Word pairs memory task

Two parallel lists of 40 French unrelated word pairs [e.g. cheval – salon (horse – lounge)], composed of emotionally neutral nouns, were assigned randomly across individuals to the early and late sleep conditions (for detailed information see Deliens et al., 2012).

Mood induction procedure

The mood induction procedure is the translated French version of the original combined imagery vignettes and music procedure created by Mayer et al. (1995). Subjects listened for 1 min to one of six classical music pieces (Deliens et al., 2012), inducing either sadness or happiness. While listening, subjects had to perform a guided imagery task on eight vignettes presented on the computer screen. Each vignette was a descriptive sentence of a sad or joyful situation (e.g. ‘A pet you were really fond of has died’). Subjects were asked to imagine themselves emotionally engaged in each situation. The affect grid (Eich and Metcalfe, 1989), the Brief Mood Introspection Scale (BMIS; Mayer and Gaschke, 1988) and a visual analogue scale for valence (VAS)-mood, were administered before and after each mood induction procedure to assess changes in the emotional state attesting the effectiveness of the mood induction procedure. The affect grid is a 9 lines × 9 columns matrix in which the horizontal axis represents emotional valence and the vertical axis indicates arousal level, on a scale ranging from –4 (very sad/non-aroused) to + 4 (very happy/aroused). The square in the centre of the matrix represents neutral feelings. Subjects were asked to tick the square that fitted their current feelings most closely. The BMIS is a self-evaluation questionnaire composed of 16 adjectives (four adjectives specific to each mood state: happiness, serenity, sadness and anger). To each adjective, subjects allocated a score ranging from 1 (disagree) to 4 (agree). Mean scores were calculated for the four groups of adjectives. For the assessment of the valence of the VAS-mood, subjects were asked to place a mark on a 100-mm horizontal line to indicate their mood perception between the two extreme positions, labelled ‘very sad’ and ‘very happy’.


After 1 week of actimetry recording, subjects were tested during two nights according to the two experimental conditions: early (ES) or late (LS) sleep. Each night started at 21:30 hours with the preparation of the subject for polysomnographic recording.

In the ES condition, subjects learned word pairs between 22:30 and 23:30 hours. Lights were turned off at 23:30 hours and subjects were then allowed to sleep under polysomnography (PSG) recording for 3 h. The recall session took place at 03:30 hours, 1 h after awakening, to ensure dissipation of sleep inertia (Achermann et al., 1995).

In the LS condition, subjects first slept for 3 h (from 23:30 to 2:30 hours). One hour after awakening, between 3:30 and 4:30 hours, they learned the word pairs. They then returned to bed for 3 h more of sleep, after which they were reawakened. Recall performance was tested 1 h later (between 7:30 and 8:30 hours).

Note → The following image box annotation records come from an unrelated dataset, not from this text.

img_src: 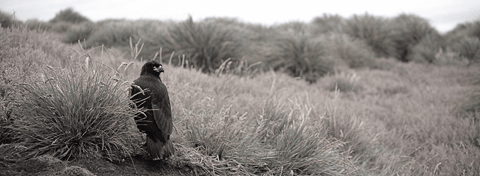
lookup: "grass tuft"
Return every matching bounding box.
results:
[453,37,480,64]
[342,13,395,57]
[266,32,336,83]
[151,17,243,73]
[10,56,139,160]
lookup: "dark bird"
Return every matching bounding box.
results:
[130,61,174,160]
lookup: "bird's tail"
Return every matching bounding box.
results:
[146,136,174,160]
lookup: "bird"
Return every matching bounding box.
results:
[130,61,174,160]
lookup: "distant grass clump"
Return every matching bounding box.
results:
[63,22,95,43]
[50,8,90,24]
[13,58,139,160]
[84,20,138,48]
[342,13,395,57]
[150,17,243,73]
[0,11,14,28]
[310,14,345,35]
[322,72,362,92]
[25,19,52,31]
[407,33,444,63]
[452,36,480,64]
[392,14,438,62]
[320,33,375,68]
[266,32,336,83]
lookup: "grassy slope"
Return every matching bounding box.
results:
[0,26,480,175]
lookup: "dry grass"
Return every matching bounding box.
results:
[2,20,480,175]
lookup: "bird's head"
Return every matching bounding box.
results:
[140,61,165,76]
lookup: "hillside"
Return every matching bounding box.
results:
[0,9,480,175]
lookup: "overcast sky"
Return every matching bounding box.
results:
[0,0,480,32]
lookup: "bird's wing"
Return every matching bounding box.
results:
[152,94,173,139]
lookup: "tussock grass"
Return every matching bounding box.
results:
[453,37,480,64]
[407,33,445,63]
[0,10,480,175]
[63,22,95,43]
[320,33,375,68]
[49,8,90,24]
[13,57,139,159]
[152,17,243,73]
[266,32,336,83]
[342,13,395,57]
[392,14,438,62]
[310,13,345,35]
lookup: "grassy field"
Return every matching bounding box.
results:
[0,7,480,175]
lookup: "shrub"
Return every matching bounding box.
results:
[50,8,90,24]
[14,60,139,159]
[342,13,395,57]
[321,33,375,68]
[392,14,438,62]
[63,22,95,43]
[265,32,336,83]
[453,36,480,64]
[150,17,243,73]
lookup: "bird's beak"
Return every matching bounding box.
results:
[153,66,164,73]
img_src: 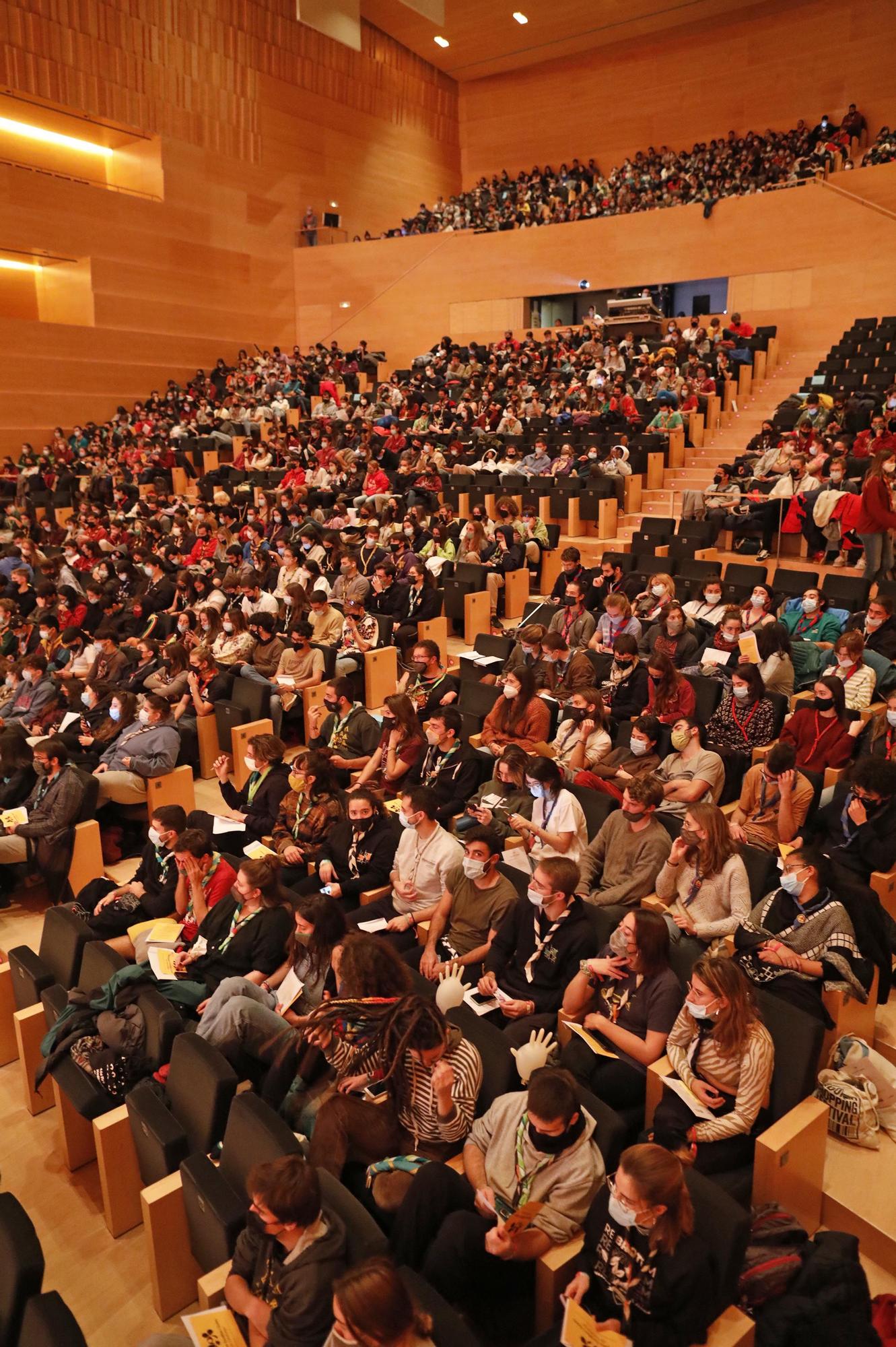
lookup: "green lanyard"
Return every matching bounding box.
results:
[246,764,271,804]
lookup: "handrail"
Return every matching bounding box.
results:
[0,156,164,201]
[818,175,896,220]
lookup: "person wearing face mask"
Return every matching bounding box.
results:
[187,734,289,853]
[656,715,725,819]
[823,630,883,711]
[578,773,671,907]
[561,908,682,1109]
[408,706,481,827]
[780,676,850,773]
[405,827,516,981]
[323,1257,436,1347]
[71,804,187,943]
[706,664,775,756]
[549,1142,713,1347]
[854,449,896,583]
[651,959,775,1175]
[197,893,346,1070]
[272,752,345,885]
[637,602,701,669]
[93,694,180,808]
[656,804,751,958]
[845,594,896,663]
[392,1067,604,1320]
[0,735,83,907]
[347,785,462,951]
[477,855,593,1047]
[780,589,842,651]
[0,653,57,730]
[734,842,873,1021]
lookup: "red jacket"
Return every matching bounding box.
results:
[856,477,896,533]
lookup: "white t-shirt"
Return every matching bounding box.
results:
[528,789,588,870]
[392,824,464,913]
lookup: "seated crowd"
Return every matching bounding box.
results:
[7,322,896,1347]
[374,104,866,238]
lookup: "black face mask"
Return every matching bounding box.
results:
[528,1113,585,1156]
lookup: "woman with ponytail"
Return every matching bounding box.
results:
[530,1142,713,1347]
[165,843,292,1014]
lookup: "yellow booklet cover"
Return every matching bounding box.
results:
[566,1020,619,1057]
[559,1300,628,1347]
[180,1305,246,1347]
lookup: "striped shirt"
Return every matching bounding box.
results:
[666,1006,775,1142]
[324,1030,481,1144]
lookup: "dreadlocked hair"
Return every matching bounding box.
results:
[296,995,449,1109]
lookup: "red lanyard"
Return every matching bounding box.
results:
[806,711,839,770]
[730,692,759,744]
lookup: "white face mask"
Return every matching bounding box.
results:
[460,855,485,880]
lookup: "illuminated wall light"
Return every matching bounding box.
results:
[0,117,112,159]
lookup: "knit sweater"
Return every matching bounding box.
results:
[666,1005,775,1145]
[578,810,671,907]
[656,855,751,942]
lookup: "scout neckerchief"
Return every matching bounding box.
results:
[523,900,570,982]
[512,1111,557,1211]
[218,902,261,954]
[246,762,271,804]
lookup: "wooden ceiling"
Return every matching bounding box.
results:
[361,0,760,81]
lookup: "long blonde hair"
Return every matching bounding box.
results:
[690,954,761,1057]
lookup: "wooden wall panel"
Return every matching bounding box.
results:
[458,0,893,185]
[295,164,896,365]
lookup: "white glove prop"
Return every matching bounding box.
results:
[510,1029,554,1084]
[436,963,469,1014]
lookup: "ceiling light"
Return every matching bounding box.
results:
[0,117,112,156]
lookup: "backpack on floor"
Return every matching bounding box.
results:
[737,1203,808,1313]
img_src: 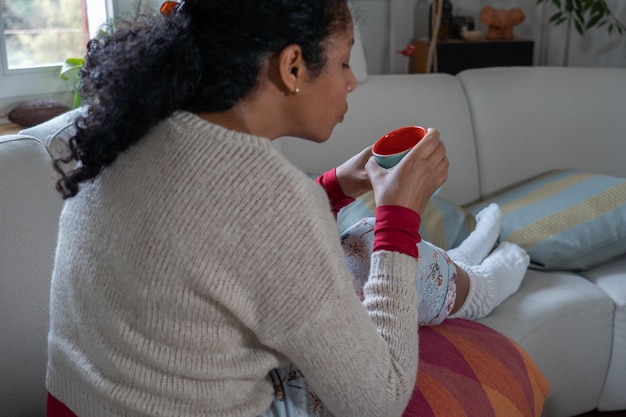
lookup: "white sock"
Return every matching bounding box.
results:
[447,204,502,265]
[450,242,530,319]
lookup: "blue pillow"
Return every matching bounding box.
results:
[469,169,626,271]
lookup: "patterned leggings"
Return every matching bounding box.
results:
[263,218,456,417]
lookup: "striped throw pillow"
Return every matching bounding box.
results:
[337,191,476,249]
[469,169,626,271]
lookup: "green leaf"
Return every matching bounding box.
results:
[574,20,585,35]
[61,58,85,80]
[585,14,602,29]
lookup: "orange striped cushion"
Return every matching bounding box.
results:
[404,319,550,417]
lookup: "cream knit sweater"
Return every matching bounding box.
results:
[47,112,418,417]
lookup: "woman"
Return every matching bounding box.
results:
[47,0,528,417]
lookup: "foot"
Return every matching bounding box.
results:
[448,204,502,266]
[451,242,530,319]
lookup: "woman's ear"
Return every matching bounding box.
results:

In the study phase, subjects were asked to complete the affect grid, BMIS and VAS-mood (mood baseline). They were then administered the mood induction procedure (either sadness or happiness, counterbalanced). At the end of the induction procedure, they again had to complete the three mood questionnaires before learning the AB list. In this study phase, the 40 unrelated word pairs were displayed one by one on a computer screen. Immediately after the learning session, there was an immediate cued recall procedure: the first word of each pair appeared on the computer screen and subjects had to write down the associated word. After the subject's response, the computer provided the correct answer to help error-free consolidation of items. This cued recall procedure was repeated until subjects were able to recall at least 30 word pairs (i.e. a 75% learning criteria). When a pair was completed correctly, it was not presented in subsequent trials to avoid over-consolidation through repetition. The presentation order of the word pairs changed after each presentation of the list to prevent serial learning. During the learning session and immediate recall phases, the music piece used in the induction procedure was played in a continuous loop to help to keep subjects in the induced mood. Finally, emotional state was again assessed using the three mood scales.

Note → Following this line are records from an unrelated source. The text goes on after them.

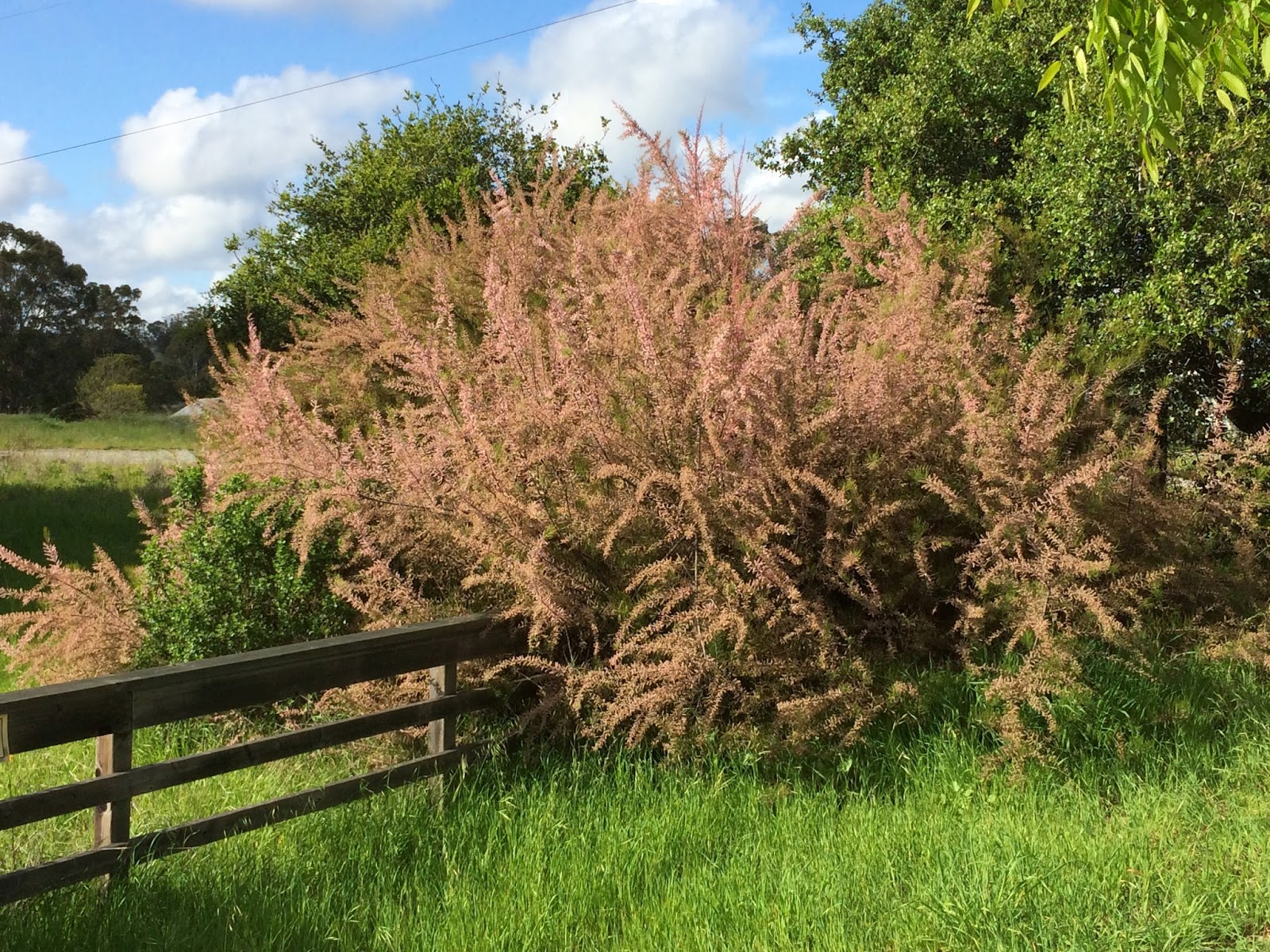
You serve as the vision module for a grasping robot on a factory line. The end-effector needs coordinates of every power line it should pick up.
[0,0,76,21]
[0,0,639,167]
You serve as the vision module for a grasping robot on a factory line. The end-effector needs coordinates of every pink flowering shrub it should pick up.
[12,117,1270,754]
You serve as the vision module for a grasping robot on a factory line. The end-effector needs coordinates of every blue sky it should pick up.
[0,0,862,320]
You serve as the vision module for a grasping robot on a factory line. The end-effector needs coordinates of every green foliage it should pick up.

In the recall session, subjects were administered a cued recall procedure in which half the pairs were recalled after a mood induction procedure congruent with the emotional context at the encoding session [non-interference context (NIC)]. The other half was then recalled after induction into a different mood [interference context (IC)]. Although this might induce an order effect, a fixed order (NIC then IC) was chosen to prevent contamination in NIC by prior presentation of an interfering contextual emotional background in IC. In the NIC, subjects underwent the same mood induction procedure as at encoding, except that the piece of music was different from the encoding session but aimed at inducing the same mood. Changing the music aimed to preclude the hypothesis that any interference effect would be inherent to the musical piece per se. After having completed the mood induction procedure, subjects continued listening to the music piece and provided the associated word upon presentation of the first word of the pair for 20 pairs from the learned list AB. In the IC, the mood induction procedure was aimed at inducing the opposite mood to that at encoding, after which the 20 other word pairs were recalled in the same condition. The words subjected or not to interference were allocated randomly at delayed recall.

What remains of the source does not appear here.